来春からはロサンゼルスを拠点に活動 「ハリウッドスターになりたい」

 7月に上演される音楽劇『クラウディア』は、岸谷五朗寺脇康文が主宰する演劇ユニット『地球ゴージャス』によって2004年に初演され、2005年にもアンコール上演された人気の音楽劇。愛を禁じられた世界で芽生えた恋の物語で、大野は主人公の剣豪、細亜羅(ジアラ)役を演じる。歌あり、ダンスあり、殺陣ありと盛りだくさんの内容となり、「『地球ゴージャス』の舞台は、至高のエンタテインメント。今までで一番体力が必要な舞台になる予感がしています」という大野は、「僕自身『人に夢や元気を与える俳優になりたい』と思ってこの仕事をやらせていただいています。その願いを全身全霊で体現できるのが、『地球ゴージャス』の作品。

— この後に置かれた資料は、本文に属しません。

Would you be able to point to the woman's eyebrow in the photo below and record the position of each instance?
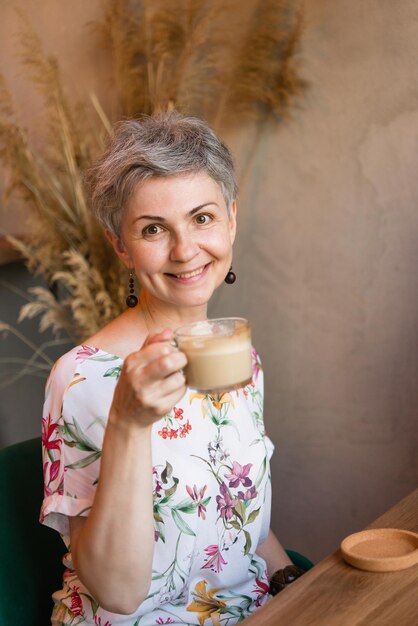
(159, 218)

今回、細亜羅を演じることができてものすごく光栄です」と感激しきりだ。

 演じる細亜羅について、大野は「愛が消失した世界で、愛に気づいていく青年。愛を知って、それを伝えようとする青年です。僕は愛情過多なタイプの人間なので、そのすべてをぶつけて演じます」とにっこり。

 殺陣は大河ドラマ『西郷どん』の人斬り半次郎役で経験済みとはいえ、舞台でトライするのは初めてのこと。サザンオールスターズの数々の楽曲でつづるジュークボックスミュージカルとあって、サザンオールスターズの楽曲も歌唱する。あらゆる挑戦を前に、大野は「大好きな『真夏の果実』も歌うんです! ミュージカルとはまた違った歌唱方法で歌う必要がありますし、今まで培ってきたものを1つ1つブラッシュアップして、より高みを目指しながら細亜羅を演じたい」と宣言。「日に日に役や作品に対する理解度が深まっていったり、どんどん進化できるのが舞台の醍醐味(たいごみ)。観客の方にも毎回、新鮮に楽しんでもらえることがうれしい」と目を輝かせる。

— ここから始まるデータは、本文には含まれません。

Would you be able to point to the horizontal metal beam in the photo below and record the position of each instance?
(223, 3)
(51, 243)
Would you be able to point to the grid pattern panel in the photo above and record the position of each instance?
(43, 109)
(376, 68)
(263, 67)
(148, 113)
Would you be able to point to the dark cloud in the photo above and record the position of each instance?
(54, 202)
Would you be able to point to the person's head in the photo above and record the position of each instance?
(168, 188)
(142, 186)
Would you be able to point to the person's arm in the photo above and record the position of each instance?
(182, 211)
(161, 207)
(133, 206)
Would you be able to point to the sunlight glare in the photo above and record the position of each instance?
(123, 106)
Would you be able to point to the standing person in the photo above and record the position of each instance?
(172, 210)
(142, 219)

 来年の3月からはロサンゼルスを拠点に活動を始めるという。どこに行っても「僕はいつも周りの人に助けられるんです」と手を差し伸べてくれる人が現れるとか。インタビューでの情熱あふれる話ぶりを見ても、彼が努力家でいつも一生懸命だからこそ、すばらしい出会いに恵まれているように感じる。

 「挫折するたびに、いつも誰かが支えてくれました。本当に感謝しかありません。そういった人たちが、自慢したくなるような存在になりたい。恩返しするためにも、ハリウッドスターになりたいです」と未来を見つめる。大野拓朗のとことん真摯(しんし)な姿に触れ、彼の届けるステージがますます楽しみになった。(取材・文:成田おり枝 写真:高野広美)

 音楽劇『クラウディア』Produced by 地球ゴージャスは、7月4日から24日まで東京・東京建物 Brillia HALL(豊島区立芸術文化劇場)、7月29日から31日まで大阪・森ノ宮ピロティホールにて上演される。